Post #31, the qualitative description. I get a minus sign because I have substituted the values of ###omega = \frac{4 u \cos \theta}{L (1+ \cos^2 \theta)}## and ##v =- u \frac{\sin^2 \theta}{(1+ \cos^2 \theta)}##, so I get a negative solution because the latter is negative. But you considered ##v = gt##, not ##v =-gt##, so I should consider ##v## positive. The problem is that I keep getting 4 in the numerator of the RHS, not 2, and a 4 in the denominator of the LHS. How come? Because in your previous equation (which applied to ##\theta = n \pi/2##), you have a 2 in the numerator of the RHSandnothing in the denominator of the LHS (where there should be a 2, right?)?
 
  • #38
pepos04 said:
Post #31, the qualitative description.
Maybe you mean this:
pepos04 said:
The text asks to determine how the system moves immediately after the left mass is impacted. Then, the right mass assumes a direction perpendicular to ##L## with magnitude ##\sqrt{2gh}## unchanged with horizontal component ##\sqrt{2gh} \sin \theta## and vertical component ##-\sqrt{2gh} \cos\theta## while the other mass also assumes the same components with reversed sign. Overall after the collision, the total momentum of the system is therefore zero.

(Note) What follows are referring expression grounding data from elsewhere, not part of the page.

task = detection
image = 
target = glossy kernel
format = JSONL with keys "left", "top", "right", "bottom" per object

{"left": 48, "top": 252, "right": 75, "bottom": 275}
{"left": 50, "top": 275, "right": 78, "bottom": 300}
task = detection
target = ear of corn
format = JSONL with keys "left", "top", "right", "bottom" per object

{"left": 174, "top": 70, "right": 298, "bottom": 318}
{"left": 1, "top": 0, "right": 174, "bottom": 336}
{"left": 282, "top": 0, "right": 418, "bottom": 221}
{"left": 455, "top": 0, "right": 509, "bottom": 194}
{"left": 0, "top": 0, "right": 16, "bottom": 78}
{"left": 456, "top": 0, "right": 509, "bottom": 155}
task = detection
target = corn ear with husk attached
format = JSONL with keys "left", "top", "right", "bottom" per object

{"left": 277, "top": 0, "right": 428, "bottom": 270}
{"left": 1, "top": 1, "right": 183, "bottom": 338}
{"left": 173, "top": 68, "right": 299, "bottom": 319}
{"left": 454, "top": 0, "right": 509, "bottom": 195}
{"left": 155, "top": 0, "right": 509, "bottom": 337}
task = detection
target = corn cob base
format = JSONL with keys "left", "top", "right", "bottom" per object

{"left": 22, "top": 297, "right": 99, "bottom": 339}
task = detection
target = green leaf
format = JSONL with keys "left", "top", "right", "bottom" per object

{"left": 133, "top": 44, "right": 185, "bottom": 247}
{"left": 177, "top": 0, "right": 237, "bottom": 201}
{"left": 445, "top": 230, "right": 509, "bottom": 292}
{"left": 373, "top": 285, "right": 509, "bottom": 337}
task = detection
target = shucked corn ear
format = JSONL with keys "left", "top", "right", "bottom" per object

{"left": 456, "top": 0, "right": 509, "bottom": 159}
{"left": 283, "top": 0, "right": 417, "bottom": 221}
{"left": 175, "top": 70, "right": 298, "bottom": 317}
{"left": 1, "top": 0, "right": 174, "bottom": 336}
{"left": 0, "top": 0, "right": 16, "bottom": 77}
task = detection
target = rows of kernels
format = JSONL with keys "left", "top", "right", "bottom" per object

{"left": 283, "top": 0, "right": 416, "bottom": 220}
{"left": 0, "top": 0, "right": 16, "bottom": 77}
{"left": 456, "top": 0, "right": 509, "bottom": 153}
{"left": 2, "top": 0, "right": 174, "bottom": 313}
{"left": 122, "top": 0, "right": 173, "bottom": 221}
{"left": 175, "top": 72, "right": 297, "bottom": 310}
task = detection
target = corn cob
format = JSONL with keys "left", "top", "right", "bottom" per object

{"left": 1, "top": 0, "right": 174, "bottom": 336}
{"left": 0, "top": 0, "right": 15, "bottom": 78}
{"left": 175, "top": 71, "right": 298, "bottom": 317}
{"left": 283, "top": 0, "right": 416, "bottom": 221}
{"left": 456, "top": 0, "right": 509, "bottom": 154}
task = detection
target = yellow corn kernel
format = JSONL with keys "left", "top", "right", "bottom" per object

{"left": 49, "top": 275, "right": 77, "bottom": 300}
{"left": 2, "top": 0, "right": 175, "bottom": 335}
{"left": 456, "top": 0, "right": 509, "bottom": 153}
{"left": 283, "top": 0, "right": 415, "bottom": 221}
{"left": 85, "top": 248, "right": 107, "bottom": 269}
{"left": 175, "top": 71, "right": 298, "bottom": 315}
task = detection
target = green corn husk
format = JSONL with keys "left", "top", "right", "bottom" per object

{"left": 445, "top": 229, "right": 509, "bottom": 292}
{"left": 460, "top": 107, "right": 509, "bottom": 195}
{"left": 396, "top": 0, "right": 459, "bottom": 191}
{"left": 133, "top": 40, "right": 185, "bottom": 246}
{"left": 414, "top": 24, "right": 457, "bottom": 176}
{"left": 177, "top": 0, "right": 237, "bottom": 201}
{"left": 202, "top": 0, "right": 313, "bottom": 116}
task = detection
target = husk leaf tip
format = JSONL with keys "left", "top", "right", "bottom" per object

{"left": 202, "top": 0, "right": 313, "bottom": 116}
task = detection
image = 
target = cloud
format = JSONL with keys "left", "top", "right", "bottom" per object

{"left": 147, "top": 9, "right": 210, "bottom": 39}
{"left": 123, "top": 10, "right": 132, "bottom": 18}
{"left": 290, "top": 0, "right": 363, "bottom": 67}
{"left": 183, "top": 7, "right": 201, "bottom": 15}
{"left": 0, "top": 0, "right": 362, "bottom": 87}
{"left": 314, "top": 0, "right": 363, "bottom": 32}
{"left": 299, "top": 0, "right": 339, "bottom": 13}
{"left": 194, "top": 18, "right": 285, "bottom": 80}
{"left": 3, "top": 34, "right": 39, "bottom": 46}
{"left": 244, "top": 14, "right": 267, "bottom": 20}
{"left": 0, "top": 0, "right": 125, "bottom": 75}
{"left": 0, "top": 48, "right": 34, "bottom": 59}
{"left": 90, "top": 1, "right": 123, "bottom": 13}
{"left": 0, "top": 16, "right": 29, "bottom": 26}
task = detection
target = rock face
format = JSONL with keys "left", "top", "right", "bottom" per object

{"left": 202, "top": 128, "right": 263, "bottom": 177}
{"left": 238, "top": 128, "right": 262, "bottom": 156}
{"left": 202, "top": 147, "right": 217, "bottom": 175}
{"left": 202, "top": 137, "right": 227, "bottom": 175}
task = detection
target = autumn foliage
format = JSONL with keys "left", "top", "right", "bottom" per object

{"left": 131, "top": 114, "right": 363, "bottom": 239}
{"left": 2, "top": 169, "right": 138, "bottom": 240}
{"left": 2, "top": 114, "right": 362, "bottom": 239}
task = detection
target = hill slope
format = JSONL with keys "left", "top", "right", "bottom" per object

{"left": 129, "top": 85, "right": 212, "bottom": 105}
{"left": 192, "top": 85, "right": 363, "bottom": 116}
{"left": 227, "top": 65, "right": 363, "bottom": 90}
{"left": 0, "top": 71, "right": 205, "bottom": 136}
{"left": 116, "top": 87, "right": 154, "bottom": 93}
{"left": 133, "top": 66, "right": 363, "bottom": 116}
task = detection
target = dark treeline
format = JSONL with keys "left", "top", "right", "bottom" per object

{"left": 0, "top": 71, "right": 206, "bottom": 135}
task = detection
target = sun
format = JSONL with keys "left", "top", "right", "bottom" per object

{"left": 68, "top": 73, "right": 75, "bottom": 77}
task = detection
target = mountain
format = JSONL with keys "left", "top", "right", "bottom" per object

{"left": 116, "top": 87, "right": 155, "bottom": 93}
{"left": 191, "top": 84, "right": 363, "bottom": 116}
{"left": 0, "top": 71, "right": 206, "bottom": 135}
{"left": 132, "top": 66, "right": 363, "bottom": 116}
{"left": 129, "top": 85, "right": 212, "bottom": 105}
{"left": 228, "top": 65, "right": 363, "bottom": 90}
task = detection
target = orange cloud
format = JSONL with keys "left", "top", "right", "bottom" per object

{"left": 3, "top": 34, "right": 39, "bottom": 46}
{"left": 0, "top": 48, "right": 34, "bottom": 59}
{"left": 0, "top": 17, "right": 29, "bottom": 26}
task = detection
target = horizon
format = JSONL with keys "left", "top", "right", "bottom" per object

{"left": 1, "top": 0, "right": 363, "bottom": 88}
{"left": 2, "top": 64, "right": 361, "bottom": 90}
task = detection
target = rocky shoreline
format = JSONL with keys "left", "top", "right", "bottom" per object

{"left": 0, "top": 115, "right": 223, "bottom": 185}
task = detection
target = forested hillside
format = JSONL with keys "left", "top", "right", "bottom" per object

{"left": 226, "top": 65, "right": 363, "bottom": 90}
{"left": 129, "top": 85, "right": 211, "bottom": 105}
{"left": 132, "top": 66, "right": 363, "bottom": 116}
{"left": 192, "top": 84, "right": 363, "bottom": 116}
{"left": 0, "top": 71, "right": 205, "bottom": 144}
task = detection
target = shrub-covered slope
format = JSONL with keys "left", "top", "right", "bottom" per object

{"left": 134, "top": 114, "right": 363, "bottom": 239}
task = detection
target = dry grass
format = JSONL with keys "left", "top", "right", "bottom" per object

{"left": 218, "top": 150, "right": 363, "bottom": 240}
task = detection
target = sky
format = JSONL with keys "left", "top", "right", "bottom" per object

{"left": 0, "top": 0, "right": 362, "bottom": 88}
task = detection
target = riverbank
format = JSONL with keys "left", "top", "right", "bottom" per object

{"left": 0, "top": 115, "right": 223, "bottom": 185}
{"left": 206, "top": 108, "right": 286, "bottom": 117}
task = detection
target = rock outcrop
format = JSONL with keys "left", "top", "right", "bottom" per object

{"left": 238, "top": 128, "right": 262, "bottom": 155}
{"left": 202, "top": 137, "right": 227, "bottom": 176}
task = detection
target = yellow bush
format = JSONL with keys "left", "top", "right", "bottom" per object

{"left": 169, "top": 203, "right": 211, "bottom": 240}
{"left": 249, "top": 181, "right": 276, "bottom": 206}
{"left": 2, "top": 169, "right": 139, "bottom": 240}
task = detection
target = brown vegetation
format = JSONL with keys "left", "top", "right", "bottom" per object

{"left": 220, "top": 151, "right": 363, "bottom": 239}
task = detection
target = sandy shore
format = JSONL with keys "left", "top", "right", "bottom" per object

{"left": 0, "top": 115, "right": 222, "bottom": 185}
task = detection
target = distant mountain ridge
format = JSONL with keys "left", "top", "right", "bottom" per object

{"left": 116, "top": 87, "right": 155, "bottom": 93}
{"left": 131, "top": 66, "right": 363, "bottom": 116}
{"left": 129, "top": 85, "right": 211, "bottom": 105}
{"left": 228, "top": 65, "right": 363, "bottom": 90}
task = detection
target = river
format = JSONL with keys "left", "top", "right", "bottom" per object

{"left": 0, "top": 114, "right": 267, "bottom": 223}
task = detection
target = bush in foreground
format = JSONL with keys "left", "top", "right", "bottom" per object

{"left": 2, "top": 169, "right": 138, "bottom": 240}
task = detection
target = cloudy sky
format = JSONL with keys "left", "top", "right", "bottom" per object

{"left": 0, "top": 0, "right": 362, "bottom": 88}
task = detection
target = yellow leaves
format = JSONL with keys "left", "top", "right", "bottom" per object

I don't know how you arrive at any of that. Seems like guesswork/intuition. Intuition is a good start, but it has to be backed up with equations based on solid principles, the conservation laws.
pepos04 said:
But you considered ##v = gt##, not ##v =-gt##, so I should consider ##v## positive.
Yes, I should have written v=-gt.
pepos04 said:
I keep getting 4 in the numerator of the RHS, not 2, and a 4 in the denominator of the LHS. How come?
I explained that when I wrote post #17 I had only thought of the cases where the rod is horizontal at its highest point. Later, I realised it also works if it is vertical there. That turned a 2 into a 4.
You seem to be saying there is another discrepancy. Maybe, but it was just an interesting aside to the main thread and I see no merit in worrying about the details. The principle was the fun part.
 
  • #39
Below is a quote of Post #37, after a little editing. You had a triple # character at the beginning of your first LaTeX expression. It was also missing the \ character for the omega.
I also changed the \frac to \dfrac in both fractions, to make them more readable.
pepos04 said:
Post #31, the qualitative description. I get a minus sign because I have substituted the values of ##\omega = \dfrac{4 u \cos \theta}{L (1+ \cos^2 \theta)}## and ##v =- u \dfrac{\sin^2 \theta}{(1+ \cos^2 \theta)}##, so I get a negative solution because the latter is negative. But you considered ##v = gt##, not ##v =-gt##, so I should consider ##v## positive. The problem is that I keep getting 4 in the numerator of the RHS, not 2, and a 4 in the denominator of the LHS. How come? Because in your previous equation (which applied to ##\theta = n \pi/2##), you have a 2 in the numerator of the RHS and nothing in the denominator of the LHS (where there should be a 2, right?)?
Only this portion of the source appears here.